If anything, he's more enthusiastic. He's gotten funding for a new multi-million dollar, state-of-the-art lab, where, as a board on the wall says, he's been working on more than a dozen different projects.

Curley says every single one of these different projects is related to Kanzius' machine in some way.

Dr. Curley's ultimate goal is to treat metastasized cancers that have spread throughout the body. To do that, he's been designing special molecules that can target specific cancer cells. He's attaching those molecules to gold nano-particles and trying it out in the petri dish on pancreatic and colon cancer cells, killing all of them.

Curley says with the help of the Kanzius machine, these little nano-particles are racing around, honing in just on the cancer cells, and killing them.

He has begun to move beyond the petri dish by using his targeting molecules in animals with liver and pancreatic cancer, with early positive results.

"You're starting with the hardest," Stahl remarked.

"We're starting with the hardest," Curley agreed. "But we'll ultimately get to breast cancer, prostate cancer, leukemia and lymphomas."

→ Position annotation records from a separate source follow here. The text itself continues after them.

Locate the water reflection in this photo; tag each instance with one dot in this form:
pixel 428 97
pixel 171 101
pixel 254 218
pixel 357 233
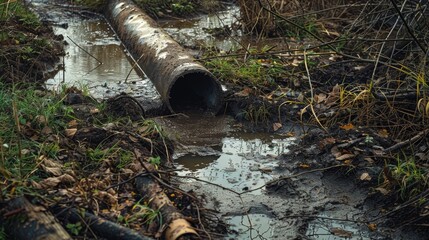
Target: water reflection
pixel 242 164
pixel 96 61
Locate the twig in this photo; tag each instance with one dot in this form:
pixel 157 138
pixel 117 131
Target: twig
pixel 312 93
pixel 201 224
pixel 406 142
pixel 321 217
pixel 272 182
pixel 210 183
pixel 408 27
pixel 100 62
pixel 159 180
pixel 126 181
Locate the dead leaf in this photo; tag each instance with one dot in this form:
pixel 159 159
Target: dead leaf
pixel 50 182
pixel 133 139
pixel 53 170
pixel 296 62
pixel 94 110
pixel 320 98
pixel 300 97
pixel 72 123
pixel 244 93
pixel 369 160
pixel 339 232
pixel 40 119
pixel 372 226
pixel 383 191
pixel 345 157
pixel 71 132
pixel 365 177
pixel 358 68
pixel 383 133
pixel 277 126
pixel 335 152
pixel 289 134
pixel 326 142
pixel 347 127
pixel 25 151
pixel 46 131
pixel 304 165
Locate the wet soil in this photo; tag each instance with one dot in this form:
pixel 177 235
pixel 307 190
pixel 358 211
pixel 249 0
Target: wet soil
pixel 266 186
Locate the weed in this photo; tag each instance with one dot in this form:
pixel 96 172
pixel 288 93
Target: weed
pixel 92 4
pixel 144 212
pixel 16 10
pixel 182 7
pixel 32 113
pixel 3 235
pixel 156 161
pixel 74 228
pixel 259 73
pixel 125 158
pixel 411 178
pixel 257 114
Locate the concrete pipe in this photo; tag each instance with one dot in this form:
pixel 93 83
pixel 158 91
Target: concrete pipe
pixel 183 84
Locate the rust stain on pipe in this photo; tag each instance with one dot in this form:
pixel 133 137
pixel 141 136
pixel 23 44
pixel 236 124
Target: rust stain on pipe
pixel 182 83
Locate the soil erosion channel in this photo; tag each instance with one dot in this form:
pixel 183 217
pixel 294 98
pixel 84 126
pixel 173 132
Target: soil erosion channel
pixel 234 165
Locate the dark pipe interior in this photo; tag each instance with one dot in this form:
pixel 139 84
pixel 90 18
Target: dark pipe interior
pixel 196 91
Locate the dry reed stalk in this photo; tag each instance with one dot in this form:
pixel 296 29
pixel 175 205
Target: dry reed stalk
pixel 257 20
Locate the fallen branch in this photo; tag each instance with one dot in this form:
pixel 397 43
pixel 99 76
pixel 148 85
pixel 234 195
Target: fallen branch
pixel 100 226
pixel 406 142
pixel 177 226
pixel 23 220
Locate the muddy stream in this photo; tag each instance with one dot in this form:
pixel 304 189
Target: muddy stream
pixel 215 149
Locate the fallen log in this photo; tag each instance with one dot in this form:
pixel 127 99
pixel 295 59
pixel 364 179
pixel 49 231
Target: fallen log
pixel 177 226
pixel 182 83
pixel 100 226
pixel 23 220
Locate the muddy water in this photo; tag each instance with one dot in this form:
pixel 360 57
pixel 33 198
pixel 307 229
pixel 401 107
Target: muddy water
pixel 95 59
pixel 234 164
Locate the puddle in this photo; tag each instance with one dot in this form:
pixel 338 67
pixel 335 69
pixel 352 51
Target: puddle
pixel 241 164
pixel 326 229
pixel 213 148
pixel 251 226
pixel 96 61
pixel 212 30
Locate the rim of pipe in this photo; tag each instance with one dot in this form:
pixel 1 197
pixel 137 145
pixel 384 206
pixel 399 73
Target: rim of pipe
pixel 194 90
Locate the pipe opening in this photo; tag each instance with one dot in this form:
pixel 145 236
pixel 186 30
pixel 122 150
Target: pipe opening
pixel 195 92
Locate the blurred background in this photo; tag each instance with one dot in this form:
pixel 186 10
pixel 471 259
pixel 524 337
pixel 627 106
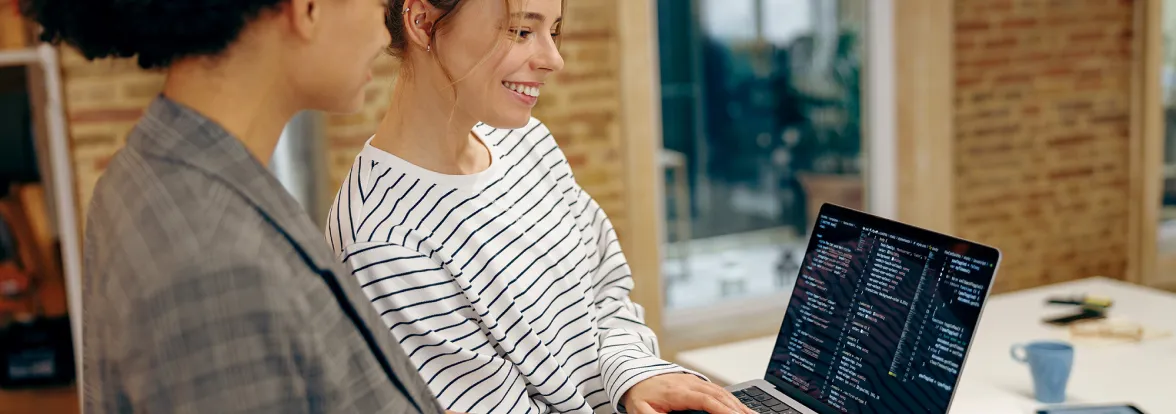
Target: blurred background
pixel 710 131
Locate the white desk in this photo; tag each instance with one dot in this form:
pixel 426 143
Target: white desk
pixel 1143 374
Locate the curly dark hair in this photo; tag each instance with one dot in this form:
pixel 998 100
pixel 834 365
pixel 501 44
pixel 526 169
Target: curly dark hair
pixel 158 32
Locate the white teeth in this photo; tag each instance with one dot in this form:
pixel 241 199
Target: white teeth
pixel 530 91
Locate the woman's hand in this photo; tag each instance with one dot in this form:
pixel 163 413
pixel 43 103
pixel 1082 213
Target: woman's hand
pixel 679 393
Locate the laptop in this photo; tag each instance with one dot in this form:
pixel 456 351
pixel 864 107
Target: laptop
pixel 880 320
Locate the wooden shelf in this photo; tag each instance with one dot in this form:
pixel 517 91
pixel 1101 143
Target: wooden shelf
pixel 19 57
pixel 49 400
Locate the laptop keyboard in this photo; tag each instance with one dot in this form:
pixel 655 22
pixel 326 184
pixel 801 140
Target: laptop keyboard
pixel 762 402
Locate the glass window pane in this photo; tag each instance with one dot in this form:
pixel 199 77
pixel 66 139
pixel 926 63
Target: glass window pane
pixel 761 106
pixel 1167 245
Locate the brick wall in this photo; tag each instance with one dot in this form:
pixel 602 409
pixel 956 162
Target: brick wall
pixel 1042 127
pixel 580 106
pixel 104 99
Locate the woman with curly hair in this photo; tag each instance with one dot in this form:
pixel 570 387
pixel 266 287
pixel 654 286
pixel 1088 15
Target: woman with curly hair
pixel 207 288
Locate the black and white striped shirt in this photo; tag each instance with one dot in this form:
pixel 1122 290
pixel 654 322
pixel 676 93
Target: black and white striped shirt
pixel 507 288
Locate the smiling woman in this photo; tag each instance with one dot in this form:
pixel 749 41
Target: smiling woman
pixel 463 224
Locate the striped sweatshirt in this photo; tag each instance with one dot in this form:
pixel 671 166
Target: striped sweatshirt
pixel 507 288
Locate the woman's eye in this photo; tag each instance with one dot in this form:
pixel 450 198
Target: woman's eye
pixel 521 34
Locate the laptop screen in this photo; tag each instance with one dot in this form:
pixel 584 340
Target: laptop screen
pixel 882 315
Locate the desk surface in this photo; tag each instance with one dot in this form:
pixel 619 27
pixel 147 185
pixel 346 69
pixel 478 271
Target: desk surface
pixel 1143 373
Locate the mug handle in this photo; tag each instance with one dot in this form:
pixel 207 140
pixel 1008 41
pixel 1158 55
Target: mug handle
pixel 1019 353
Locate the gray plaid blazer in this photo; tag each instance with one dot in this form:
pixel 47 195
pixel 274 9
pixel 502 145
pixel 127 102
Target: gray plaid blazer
pixel 207 289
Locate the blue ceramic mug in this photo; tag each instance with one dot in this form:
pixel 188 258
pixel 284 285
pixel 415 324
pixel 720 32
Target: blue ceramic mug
pixel 1049 362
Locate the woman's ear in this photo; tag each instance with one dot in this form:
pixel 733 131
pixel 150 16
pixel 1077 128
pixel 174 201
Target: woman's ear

He has already published six papers in scientific journals, and has been meeting with the Food and Drug Administration about human clinical trials.

Asked if he's anywhere near trying this on a person, Curley said, "No, I still think we're best case scenario, two to three years away. Could be as much as four."

"You know, I'm in the same position I was in when we first met John. And that is: we don't want to be in a position to hype this," Stahl said.

"Right," Curley said. "John used to make me very nervous when he would go out and tout that he had developed a cancer cure. And I would cringe. And I would say, 'John, do not use the cure word, please.' So, I'll state very bluntly: I don't know that we're going to have a cure. I think we're going to have an effective treatment and hopefully a treatment that is minimally toxic to patients unlike most of the treatments we now have."

"Okay. John died, but you've promised him his idea won't," Stahl said.

"That's exactly right," Curley replied. "I promised John we were going to get this treatment to human clinical trials. We are going to succeed. And that's where we're at. We are pushing forward."